Stanislav Malyshev wrote:
>> quite expensive.  And SAPI isn't only for web server interaction.  SAPI
>> is a general-purpose abstraction API that sits between PHP and anything
>> PHP talks to.  CGI, CLI, and even embedded PHP are all SAPI-driven.
>> There is no way to use PHP without at least a stub SAPI layer.
> 
> There is, however, a way to use Zend Engine/TSRM. With this change, Zend
> Engine/TSRM could no longer be used without PHP. And all this for some
> time() patch...
> 
>> That could be done, yes.  I'm just not sure it is worth the complexity.
> 
> I, for one, don't really understand what all this filesystem stuff does
> in TSRM anyway. It's not like it has anything to do with thread safety.
> Maybe it should just be moved to PHP and Zend Engine should talk to it
> via handlers?
> 
>>  TSRM is obviously a PHP-specific thing and it is already somewhat
>> SAPI-dependant even without this.  The THREAD_T and MUTEX_T definitions
>> change based on the chosen SAPI.  It doesn't explicitly include SAPI.h
> 
> No, it's not SAPI-dependent. It's environment-dependent, which is
> entirely different thing. It can be configured, built and used without PHP.

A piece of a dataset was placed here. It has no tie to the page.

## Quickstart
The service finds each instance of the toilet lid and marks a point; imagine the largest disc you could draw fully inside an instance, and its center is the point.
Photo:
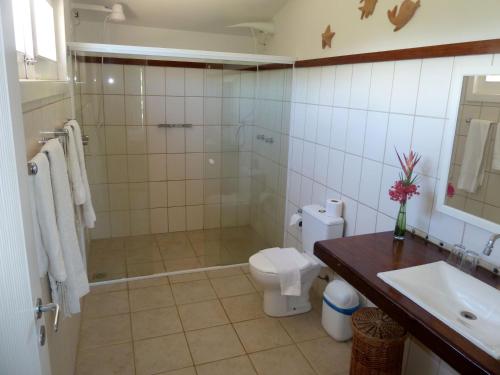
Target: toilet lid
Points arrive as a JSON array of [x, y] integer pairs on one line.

Well, by that logic you would be fine with:

#define TIME_CALL sapi_get_request_time(TSRMLS_C)

and in tsrm_virtual_cwd.c

#ifndef TIME_CALL
define TIME_CALL time(0)
#endif
...
t = CWDG(realpath_cache_ttl)?TIME_CALL:0;

that makes it environment-dependent instead of explicitly-dependent, and
also way harder to debug.

Environmental side-effects like that are nasty.